Block printing has given way to laser setting, offset printing and DTP today. “Earlier, it would take three months to come up with a book. With DTP, you can finish a book in three days,” says Gupta.
But much remains traditional. “Medical sex” books still thrive. Rajendra Library has titles like Shahaj Medical Kokshastra and Naranarir Jouboner Gopon Rahashya. Books on beauty treatments offer breast enhancement techniques.
Family novellas, horror, crime fiction with covert hints at the sexual formed a sizeable section of Bot-tala. They still do. “Socials” like Dohai Bouma Ghar Bhengo Na, period dramas like Bhaktakabi Joydeb and mythologicals like Kurukkhetrer Kanna, form his two-page catalogue.
The religious pantheon is in place: panchali, shatanam, dharapat (or multiplication tables), as well as primary education texts, poetry, rhymes and quiz books. Says Gupta: “Kashidashi Ramayana and Mahabharata, chants like Tarar Ashtottar Satanam will always have a market.”

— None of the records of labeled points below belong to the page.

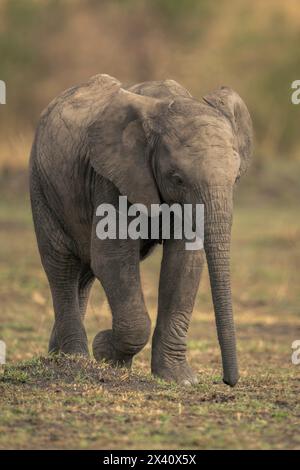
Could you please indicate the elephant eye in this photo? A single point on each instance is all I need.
(176, 179)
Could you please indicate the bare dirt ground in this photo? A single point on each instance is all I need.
(74, 403)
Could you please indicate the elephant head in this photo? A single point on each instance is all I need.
(177, 149)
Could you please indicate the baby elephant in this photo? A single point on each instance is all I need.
(153, 143)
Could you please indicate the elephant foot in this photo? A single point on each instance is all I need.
(180, 373)
(103, 349)
(75, 349)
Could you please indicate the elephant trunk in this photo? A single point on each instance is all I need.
(218, 221)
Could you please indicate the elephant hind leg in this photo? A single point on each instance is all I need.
(85, 282)
(68, 334)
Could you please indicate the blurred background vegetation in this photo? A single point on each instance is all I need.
(49, 45)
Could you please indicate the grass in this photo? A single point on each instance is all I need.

Many aspects of the trade, too, remain unchanged. The basis of Bot-tala, then as now, was the absence of copyright. “We buy the manuscript for a lumpsum. There is no question of royalty, the reason we can sell at rock-bottom prices,” says Seal. As a result, Tagore, Saratchandra and Bankimchandra, the copyright of whose works have expired, are accessible to all. From Bot-tala they come with editorial errors, a lurid cover and an uneven page layout.
Mixed feelings
Gupta and Seal are alternately proud and deprecating about their profession. “We are sellers of cheap literature,” says Gupta. The generation after is unwilling to take on the job. “Why will they want to come here when the same effort will earn them a better livelihood?” he asks. Seal, whose daughter is into animation, calls it an “indulgence”.
Gupta spares a thought for the people who hide behind the pseudonyms to write for Bot-tala: “No one remembers the authors, several of whom had to end their days in poverty.”